Anonymous Coward | more than 4 years ago | (#31243604)

Given how costly 'The American Way' has been on the rest of the world, it would appear the author of Superman was being quite insightful indeed.

No discussion of Superman is complete without (0, Offtopic)

wiredog (43288) | more than 4 years ago | (#31243622)

A citation of Man of Steel, Woman of Kleenex [larryniven.org], by Larry Niven.

Assume a mating between Superman and a human woman designated LL for convenience.

Either Superman has gone completely schizo and believes himself to be Clark Kent; or he knows what he's doing, but no longer gives a damn. Thirty-one [now 68+] years is a long time. For Superman it has been even longer. He has X-ray vision; he knows just what he's missing. ...

The problem is this. Electroencephalograms taken of men and women during sexual intercourse show that orgasm resembles "a kind of pleasurable epileptic attack." One loses control over one's muscles.

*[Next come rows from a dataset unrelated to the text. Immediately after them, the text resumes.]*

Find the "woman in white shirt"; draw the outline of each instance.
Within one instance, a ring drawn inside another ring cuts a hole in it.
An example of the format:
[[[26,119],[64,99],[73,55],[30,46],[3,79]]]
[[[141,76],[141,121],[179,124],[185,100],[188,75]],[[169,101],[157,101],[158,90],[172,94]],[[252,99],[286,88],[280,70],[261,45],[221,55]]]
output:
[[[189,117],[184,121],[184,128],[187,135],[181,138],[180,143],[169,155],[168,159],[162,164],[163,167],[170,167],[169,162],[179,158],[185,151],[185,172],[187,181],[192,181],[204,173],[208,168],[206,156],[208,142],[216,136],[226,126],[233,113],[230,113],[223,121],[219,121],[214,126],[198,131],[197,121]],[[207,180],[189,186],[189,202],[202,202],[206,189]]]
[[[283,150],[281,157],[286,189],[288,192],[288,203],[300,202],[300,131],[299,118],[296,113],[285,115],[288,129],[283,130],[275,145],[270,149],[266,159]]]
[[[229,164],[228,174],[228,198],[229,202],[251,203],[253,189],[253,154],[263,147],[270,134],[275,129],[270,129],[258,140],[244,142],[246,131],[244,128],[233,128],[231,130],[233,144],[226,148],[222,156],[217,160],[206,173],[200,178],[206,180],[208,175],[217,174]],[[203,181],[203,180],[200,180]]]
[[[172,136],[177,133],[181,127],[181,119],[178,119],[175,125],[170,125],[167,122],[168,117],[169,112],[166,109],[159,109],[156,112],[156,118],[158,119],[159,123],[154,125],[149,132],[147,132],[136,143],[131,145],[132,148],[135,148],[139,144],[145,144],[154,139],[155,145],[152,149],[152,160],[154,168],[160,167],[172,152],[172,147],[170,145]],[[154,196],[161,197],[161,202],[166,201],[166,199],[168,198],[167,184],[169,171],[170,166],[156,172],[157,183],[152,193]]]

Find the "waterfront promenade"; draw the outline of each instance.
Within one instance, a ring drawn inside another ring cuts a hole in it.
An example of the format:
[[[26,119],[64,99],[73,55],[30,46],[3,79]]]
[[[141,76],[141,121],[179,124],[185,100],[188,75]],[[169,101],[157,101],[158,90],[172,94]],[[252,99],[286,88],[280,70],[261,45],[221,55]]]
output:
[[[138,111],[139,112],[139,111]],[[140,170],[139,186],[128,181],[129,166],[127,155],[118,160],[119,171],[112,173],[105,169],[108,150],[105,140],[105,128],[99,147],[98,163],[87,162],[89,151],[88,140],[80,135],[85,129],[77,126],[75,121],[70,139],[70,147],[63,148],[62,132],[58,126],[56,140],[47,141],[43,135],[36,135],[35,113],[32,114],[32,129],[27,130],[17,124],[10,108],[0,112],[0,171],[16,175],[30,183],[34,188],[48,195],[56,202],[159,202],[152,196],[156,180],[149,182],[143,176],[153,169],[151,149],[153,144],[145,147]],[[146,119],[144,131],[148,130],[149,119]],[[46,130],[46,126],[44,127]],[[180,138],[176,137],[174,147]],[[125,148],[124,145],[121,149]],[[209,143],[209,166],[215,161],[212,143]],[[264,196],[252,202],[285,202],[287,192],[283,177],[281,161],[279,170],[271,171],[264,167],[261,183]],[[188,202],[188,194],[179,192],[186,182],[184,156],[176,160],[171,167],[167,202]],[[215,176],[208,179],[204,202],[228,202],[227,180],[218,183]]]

Superman has been known to leave his fingerprints in steel and in hardened concrete, accidentally. What would he to to the woman in his arms during what amounts to an epileptic fit?

...

Superman would literally crush LL's body in his arms, while simultaneously ripping her open from crotch to sternum, gutting her like a trout.

Lastly, he'd blow off the top of her head.

Ejaculation of semen is entirely involuntary in the human male, and in all other forms of terrestrial life. It would be unreasonable to assume otherwise for a kryptonian. But with kryptonian muscles behind it, Kal-El's semen would emerge with the muzzle velocity of a machine gun bullet. (*One can imagine that the Kent home in Smallville was riddled with holes during Superboy's puberty. And why did Lana Lang never notice that?*)

Comics are a crooked business (3, Interesting)

BenEnglishAtHome (449670) | more than 4 years ago | (#31243778)

Collectible comics, that is.

I was heavy into collecting at one time. I still have my #1s of "The Nam" and whatever reboot cycle Supes was going through at the time.

Here's what put me off the whole business: At that time, the business model of collectible comics dealers was based on ripping off little boys. They'd come into shops with their few bucks and dealers would sell them crap by always hinting that "This is gonna be the next TMNT #1! Buy it now! Only a buck over cover!" I've never known any business that bought stock, put it out, stored it away when everyone realized it was crap and didn't sell, then dragged the same crap out of storage a year or two later, slapped on a higher price, and called it a "collectible". That shit is just ridiculous.

What broke the camel's back was when I managed, some time after the fact, to piece together what had happened with the Dark Knight hardcovers. When they were announced, you could prepay something like $75 and reserve a signed copy. There were delays and by the time all the signed copies had shipped, the book had totally blown up. The demand for the signed collectible hard cover was huge, with new stock selling for $300.

Every lousy fucking dealer in Houston that I was able to get info on (except one, A Few Books and Records on the SW side), told every kid who had prepaid for their book that their book never arrived and the order needed to be canceled. They refunded the $75. Some of them didn't wait a week before they stuck that kid's book in the display case with a huge price tag on it.

With just one exception, every comics dealer I've ever known has been a scumbag.

so, slashdot (1)

nimbius (983462) | more than 4 years ago | (#31243962)

has anyone read this one yet? Ive only watched the movie, so i thought buying issue #1 would be a good way to figure out more about super-mans. is there more than one? why is his underwear on the outside?